Bu olaydan sonra Tanrı ne yaptı? Geri çekilerek Adem ve Havva’yı izlemek ile mi yetindi? Hayır, Tanrı ne yapacağını söyleyerek onları uyarmıştı ve söylediği şeyi yaptı. Onları çağırdı, yargıladı, onları ve yeryüzünü lanetledi, sonra onlar için yaratmış olduğu o güzel bahçeden onları çıkardı. O üzücü günde Adem ve Havva’nın canları öldü. Yaşamın kaynağı olan Tanrı’dan ayrıldılar. Artık bekleyebilecekleri tek şey fiziksel ölüm ve sonsuz cezaydı, çünkü Tanrı’nın söylemiş olduğu gibi, günahın ücreti sonsuz ölümdü.
Günah gerçekten korkunç bir felakettir. Adem ve tüm soyu tek bir günah aracılığı ile Tanrı’dan ayrıldılar. Günah, bir şekilde AIDS olarak anılan hastalık gibidir. Bildiğiniz gibi, AIDS insanların birbirlerine bulaştırdıkları bir hastalıktır. Günah, tüm dünyayı kaplamış olan bir felakettir. AIDS virüsü bir insanın bedenine bir kez girdiği zaman, onu bir daha asla terk etmez. AIDS hastalığı olan kişiler, bu hastalığı çocuklarına geçirebilirler. AIDS, bulaştığı herkesi mahveden bir katildir. Günah de aynen böyledir. Günah her yerde ve herkestedir ve insanların sonsuza kadar mahvolmalarına neden olur.
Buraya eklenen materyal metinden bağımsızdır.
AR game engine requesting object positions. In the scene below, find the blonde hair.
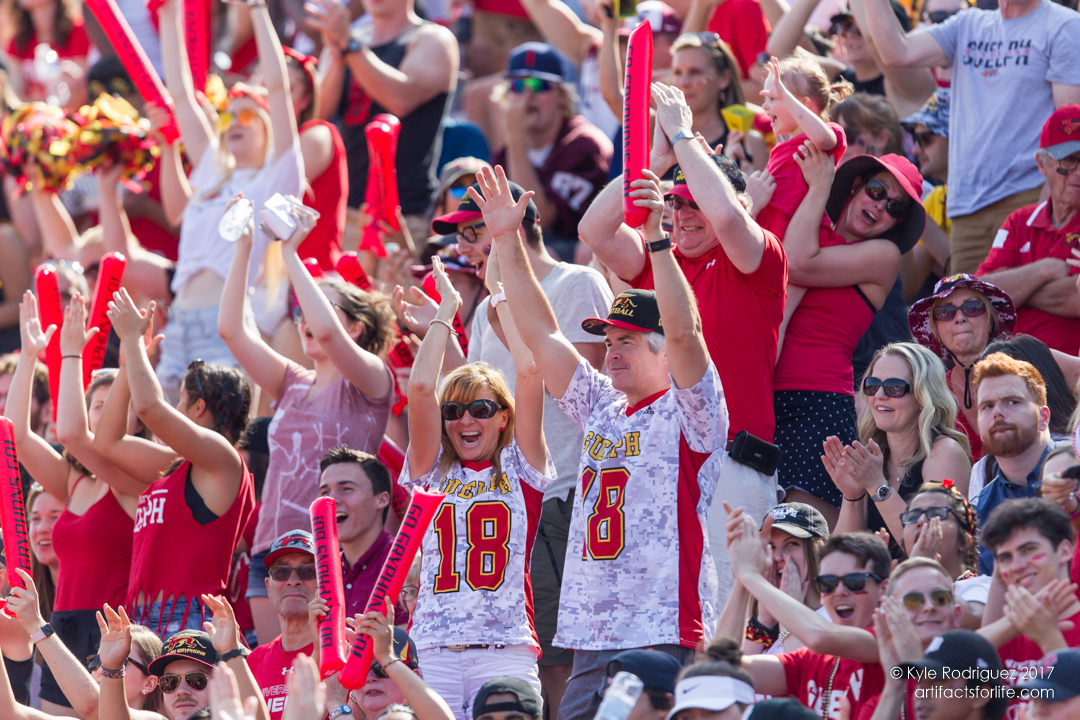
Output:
[859,342,971,468]
[780,47,855,121]
[438,363,514,481]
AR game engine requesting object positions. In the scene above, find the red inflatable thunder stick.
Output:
[79,253,127,388]
[84,0,179,142]
[335,250,374,293]
[622,21,652,228]
[338,489,443,690]
[33,264,64,422]
[310,498,345,679]
[0,417,30,617]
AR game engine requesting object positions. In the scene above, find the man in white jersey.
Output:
[470,162,728,720]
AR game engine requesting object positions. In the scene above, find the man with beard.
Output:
[971,353,1053,575]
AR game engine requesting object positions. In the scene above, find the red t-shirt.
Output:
[247,635,315,720]
[756,124,848,242]
[625,230,787,443]
[708,0,771,80]
[778,648,885,720]
[975,200,1080,355]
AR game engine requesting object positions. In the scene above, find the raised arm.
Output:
[652,82,765,275]
[282,207,393,398]
[4,290,69,502]
[470,165,581,397]
[217,195,288,400]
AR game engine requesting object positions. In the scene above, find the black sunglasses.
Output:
[440,399,503,420]
[934,299,986,321]
[863,180,907,220]
[813,572,881,595]
[158,670,206,695]
[267,565,315,583]
[863,377,912,397]
[900,505,963,527]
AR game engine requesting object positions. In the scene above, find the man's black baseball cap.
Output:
[581,289,664,336]
[473,676,542,720]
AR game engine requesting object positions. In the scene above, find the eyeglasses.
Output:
[510,78,554,95]
[863,180,907,220]
[901,587,953,610]
[813,572,881,595]
[900,505,963,527]
[863,376,912,397]
[664,195,698,212]
[267,565,315,583]
[217,108,259,131]
[86,655,150,676]
[440,399,504,420]
[158,670,206,695]
[934,299,986,322]
[457,222,487,245]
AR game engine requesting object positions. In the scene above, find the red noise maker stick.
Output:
[335,250,373,293]
[79,253,127,388]
[310,498,346,679]
[33,264,64,422]
[338,489,443,690]
[622,21,652,228]
[0,417,31,617]
[84,0,180,142]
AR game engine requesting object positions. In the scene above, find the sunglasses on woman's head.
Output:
[901,587,953,610]
[900,505,963,526]
[440,399,503,420]
[934,298,986,321]
[813,572,881,595]
[863,180,906,220]
[158,670,207,695]
[863,377,912,397]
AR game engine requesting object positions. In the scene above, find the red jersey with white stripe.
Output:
[399,441,556,653]
[553,361,728,650]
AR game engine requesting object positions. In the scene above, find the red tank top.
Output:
[53,483,135,610]
[298,120,349,271]
[127,460,255,617]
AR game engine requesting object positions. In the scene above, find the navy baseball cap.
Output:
[507,42,569,82]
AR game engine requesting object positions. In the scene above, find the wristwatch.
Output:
[645,232,672,253]
[30,623,56,644]
[872,480,892,503]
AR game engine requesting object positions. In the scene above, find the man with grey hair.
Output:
[977,105,1080,355]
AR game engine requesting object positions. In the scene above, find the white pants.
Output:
[705,453,778,612]
[417,646,540,720]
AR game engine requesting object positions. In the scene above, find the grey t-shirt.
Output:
[469,262,615,500]
[930,0,1080,217]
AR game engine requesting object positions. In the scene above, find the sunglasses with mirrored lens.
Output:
[863,377,912,397]
[863,180,906,220]
[813,572,881,595]
[934,299,986,321]
[440,399,503,420]
[510,78,552,94]
[901,587,953,610]
[158,670,206,695]
[267,565,315,583]
[900,505,963,526]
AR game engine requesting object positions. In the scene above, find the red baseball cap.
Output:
[1039,104,1080,160]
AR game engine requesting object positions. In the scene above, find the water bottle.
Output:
[217,198,255,243]
[594,671,645,720]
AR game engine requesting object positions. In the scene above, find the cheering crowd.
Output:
[0,0,1080,720]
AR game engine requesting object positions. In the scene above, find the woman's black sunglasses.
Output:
[440,400,503,420]
[863,377,912,397]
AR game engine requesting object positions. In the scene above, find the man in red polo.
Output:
[976,105,1080,355]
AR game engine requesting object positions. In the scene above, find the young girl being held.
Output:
[756,53,852,357]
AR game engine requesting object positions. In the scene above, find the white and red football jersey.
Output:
[399,441,556,653]
[553,362,728,650]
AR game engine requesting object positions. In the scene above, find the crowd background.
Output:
[0,0,1080,720]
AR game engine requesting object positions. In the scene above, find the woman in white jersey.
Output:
[400,256,555,720]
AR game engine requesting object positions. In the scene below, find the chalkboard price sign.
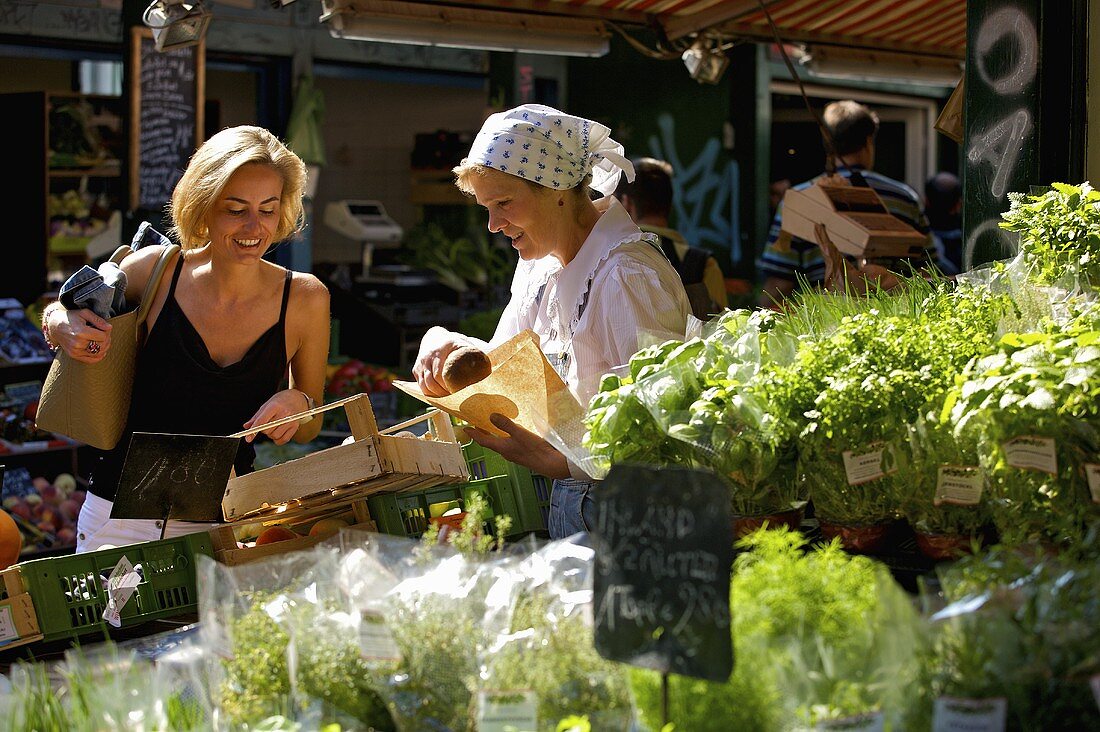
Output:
[111,433,241,522]
[591,465,734,681]
[130,28,205,209]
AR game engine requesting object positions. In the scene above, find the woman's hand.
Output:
[244,389,309,445]
[46,307,111,363]
[413,326,469,396]
[465,414,569,478]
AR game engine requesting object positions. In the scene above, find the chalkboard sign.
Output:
[130,28,206,210]
[591,465,734,681]
[111,433,241,522]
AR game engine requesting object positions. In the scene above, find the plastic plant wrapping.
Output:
[340,532,517,732]
[633,528,923,731]
[911,533,1100,730]
[479,530,634,732]
[199,544,395,730]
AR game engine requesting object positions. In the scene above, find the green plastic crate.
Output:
[11,532,213,641]
[462,441,553,536]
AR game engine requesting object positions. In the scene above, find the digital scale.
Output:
[323,199,405,277]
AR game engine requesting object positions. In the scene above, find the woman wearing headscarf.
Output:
[413,105,691,538]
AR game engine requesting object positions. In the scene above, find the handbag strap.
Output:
[134,244,179,338]
[108,244,134,264]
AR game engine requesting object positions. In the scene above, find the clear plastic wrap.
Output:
[479,537,634,732]
[199,545,395,730]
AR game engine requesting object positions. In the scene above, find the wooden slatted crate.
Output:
[221,394,470,523]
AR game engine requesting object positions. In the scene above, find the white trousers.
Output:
[76,493,220,554]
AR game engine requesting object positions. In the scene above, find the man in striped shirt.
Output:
[757,99,937,307]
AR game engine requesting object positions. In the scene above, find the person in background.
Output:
[757,99,938,307]
[768,178,791,217]
[413,105,690,538]
[924,171,963,274]
[43,127,329,551]
[615,157,729,320]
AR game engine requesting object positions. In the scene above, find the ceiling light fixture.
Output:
[142,0,212,51]
[321,0,611,56]
[681,35,729,84]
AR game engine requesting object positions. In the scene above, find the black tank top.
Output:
[90,256,292,501]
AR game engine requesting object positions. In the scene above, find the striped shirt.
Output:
[757,165,938,285]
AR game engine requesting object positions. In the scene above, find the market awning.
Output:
[323,0,966,59]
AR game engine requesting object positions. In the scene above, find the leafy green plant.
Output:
[633,528,923,731]
[1001,183,1100,287]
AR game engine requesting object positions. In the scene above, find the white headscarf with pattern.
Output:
[465,105,634,196]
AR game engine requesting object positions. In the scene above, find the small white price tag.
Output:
[815,712,886,732]
[477,690,539,732]
[932,466,985,505]
[844,443,897,485]
[1085,462,1100,503]
[1001,435,1058,476]
[359,612,402,660]
[932,697,1008,732]
[0,605,19,645]
[103,556,141,627]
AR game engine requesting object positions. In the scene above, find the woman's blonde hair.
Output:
[169,124,306,251]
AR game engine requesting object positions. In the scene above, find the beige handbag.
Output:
[35,244,179,450]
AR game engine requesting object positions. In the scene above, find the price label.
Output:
[103,555,141,627]
[932,466,985,505]
[844,443,897,485]
[1001,436,1058,476]
[0,605,19,645]
[814,712,886,732]
[932,697,1008,732]
[1085,462,1100,503]
[359,612,402,660]
[477,689,539,732]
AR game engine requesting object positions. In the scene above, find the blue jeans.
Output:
[547,478,596,539]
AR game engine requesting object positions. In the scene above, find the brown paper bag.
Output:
[394,330,584,437]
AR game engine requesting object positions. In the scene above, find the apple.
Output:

Ama Tanrı’ya şükürler olsun ki, günah hastalığı ve AIDS hastalığı arasında bir fark vardır. AIDS’i tedavi eden bir ilaç henüz bulunmamıştır, ama günah tarafından lekelenmiş olan insanlar için bir tedavi vardır. Kullandığımız takdirde, bizi günahtan sonsuza kadar temizleyecek olan bir çözümü Tanrı’nın Kendisi sağlamıştır.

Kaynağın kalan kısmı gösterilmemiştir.